Why did Jesus curse the fig tree?
“Cursing” here is not “obscenity,” but judgment.
“May no one ever eat fruit from you again.” And his disciples heard it.
And then that day–the words in between our appointed text: Jesus entered the temple and he began (first thing)to drive out those who were selling….selling out. Jesus had thought about this. He had looked around at everything the night before….this was no quick, mere knee-jerk reaction. He said in effect, “May no one ever again use the temple for their own personal gain rather than to bear the fruit of prayer and praise of God…and become a house of prayer for all nations.” And when the chief priests and scribes heard it, they kept looking for a way to kill Jesus…because they were afraid of him because the whole crowd was spellbound by him. (Jealousy, fear, national self-interest, greed, power,) The fig tree in a way becomes Jesus, the one who would be killed.
And that was the first day of what we now call Holy Week.
That’s all. That’s enough
And Jesus and his disciples went out of the city again.
In the morning as they passed by (casual), they saw the fig tree withered away to the roots (not just dead for the season) Then Peter remembered. “Rabbi, (teacher)” he said, “Look. The fig tree that you cursed has withered.”
Prayer indeed.
In this chapel of prayer, what have we disciples here heard? What prayers do we pray? And in what ministries do we engage? What actions do we take? What pronouncements do we make?
In the distance Jesus had seen a fig tree. He went to see whether perhaps he would find anything on it. Why didn’t he make it bloom? Put fruit on it?
Wait. Cultivate, not curse. Pray, for God’s sake.
For what shall we pray for God’s sake….when a tree will not bear fruit?
And we here, in this community of religious endeavor, what do we see?
Oh, I want to be so careful with this text. In teaching and working with people about the issue of church conflict, so many times I have heard this text quickly pulled out to justify irresponsible behavior: “Jesus turned over tables in the temple….that’s what I’m going to do!” But remember the times before when Jesus chose to avoid, did purposely slip through a crowd away from the jeers. And this day, he goes out of the city again. The time would come for him to die, but not this day.
What, for God’s sake, shall we do when we see self-serving, egregious wrong?
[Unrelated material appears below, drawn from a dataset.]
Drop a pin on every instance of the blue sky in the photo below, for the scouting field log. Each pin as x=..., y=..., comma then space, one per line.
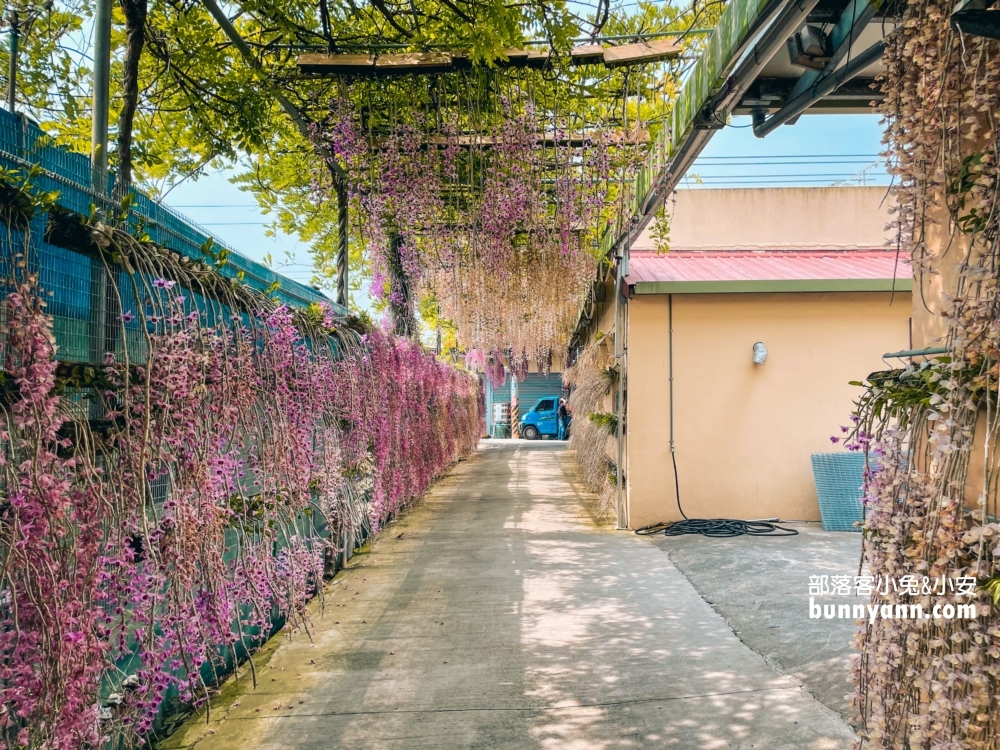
x=818, y=150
Pray, and look around carefully and thoroughly, and speak up, and ask many questions.
We dare not stop asking questions.
And pray, for wisdom when Jesus comes to us as one unknown.
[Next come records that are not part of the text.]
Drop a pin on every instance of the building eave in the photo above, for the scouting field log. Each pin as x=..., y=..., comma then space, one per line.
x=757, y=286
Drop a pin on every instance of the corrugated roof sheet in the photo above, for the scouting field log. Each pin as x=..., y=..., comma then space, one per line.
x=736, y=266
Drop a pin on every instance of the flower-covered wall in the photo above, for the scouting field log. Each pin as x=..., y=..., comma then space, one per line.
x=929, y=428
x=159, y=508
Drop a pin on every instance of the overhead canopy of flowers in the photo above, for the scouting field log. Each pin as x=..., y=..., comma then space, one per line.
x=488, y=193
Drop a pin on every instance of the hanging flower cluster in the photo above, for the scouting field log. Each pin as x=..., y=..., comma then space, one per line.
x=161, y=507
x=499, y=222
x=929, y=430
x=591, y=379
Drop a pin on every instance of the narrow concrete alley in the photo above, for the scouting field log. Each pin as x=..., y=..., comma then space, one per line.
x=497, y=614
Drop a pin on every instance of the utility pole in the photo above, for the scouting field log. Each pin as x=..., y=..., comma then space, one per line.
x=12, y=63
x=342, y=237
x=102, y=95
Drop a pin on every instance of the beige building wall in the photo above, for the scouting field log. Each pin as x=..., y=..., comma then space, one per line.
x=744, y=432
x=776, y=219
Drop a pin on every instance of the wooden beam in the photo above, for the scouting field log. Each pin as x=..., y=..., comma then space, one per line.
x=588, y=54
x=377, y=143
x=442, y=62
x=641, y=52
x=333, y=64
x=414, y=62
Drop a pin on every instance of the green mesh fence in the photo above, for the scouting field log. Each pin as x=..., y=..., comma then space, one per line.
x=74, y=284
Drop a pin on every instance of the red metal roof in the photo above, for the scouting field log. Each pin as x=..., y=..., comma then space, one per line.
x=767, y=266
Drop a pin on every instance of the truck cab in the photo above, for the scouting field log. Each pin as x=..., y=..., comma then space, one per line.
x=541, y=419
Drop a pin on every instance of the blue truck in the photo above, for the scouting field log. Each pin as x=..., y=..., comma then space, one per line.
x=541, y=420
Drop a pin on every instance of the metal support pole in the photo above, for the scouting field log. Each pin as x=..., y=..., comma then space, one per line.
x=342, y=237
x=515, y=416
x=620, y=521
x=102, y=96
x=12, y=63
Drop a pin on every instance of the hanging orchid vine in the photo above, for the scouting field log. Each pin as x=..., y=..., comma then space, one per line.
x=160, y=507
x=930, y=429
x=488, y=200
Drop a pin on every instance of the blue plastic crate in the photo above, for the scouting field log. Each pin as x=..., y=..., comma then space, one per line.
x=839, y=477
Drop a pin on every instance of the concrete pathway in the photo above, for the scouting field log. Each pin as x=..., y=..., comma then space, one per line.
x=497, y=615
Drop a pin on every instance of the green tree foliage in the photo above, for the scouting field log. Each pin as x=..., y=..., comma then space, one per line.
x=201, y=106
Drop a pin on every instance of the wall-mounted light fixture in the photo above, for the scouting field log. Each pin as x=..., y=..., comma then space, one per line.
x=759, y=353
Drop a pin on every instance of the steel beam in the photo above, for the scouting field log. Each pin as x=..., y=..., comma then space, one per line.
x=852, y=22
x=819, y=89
Jesus told the fig tree, “May no one ever eat fruit from you again.”
…. What power he had.
And what power our own words have in the name of Christ.
…..that tree withered to its roots.
And question when answers and circumstances are unknown:
Why did Jesus turn over those tables in the temple?
And not allow anyone to carry anything through the temple?
…..and the chief priests and scribes look for ways to kill him?
Why do I dare to read and preach from this text when I have no idea how you will hear it? Peter heard and remembered.
For God’s sake pray and pronounce and proclaim.
But “for God’s sake” not out of our own fear, or jealousy nor merely to satisfy our own hungers or for our own personal gain.
And so we pronounce and proclaim and doubt our own motivations. We pray, and look around, carefully, thoroughly.
And when we say, out of disbelief, or despair, or …. “Rabbi, look! The fig tree that you cursed has withered.”
Hear Jesus’ answer. What would it be? “I was just hungry, I was just angry, it wasn’t my fault, ….those guys in the temple got to me……. “
Jesus answered them:
“Have faith in God. Truly I tell you, if you say to this mountain, ‘Be taken up and thrown into the sea’; and if you do not doubt in your heart, but believe that what you say will come to pass, it will be done for you. So, I tell you, whatever you ask for in prayer, believe that you have received it, and it will be yours.”
To believe that, to act recklessly on that is dangerous, sometimes idolatrous.
So listen to one more verse:
Jesus says, “Whenever you stand praying, forgive, if you have anything against anyone; so that your Father in heaven may also forgive you your trespasses.”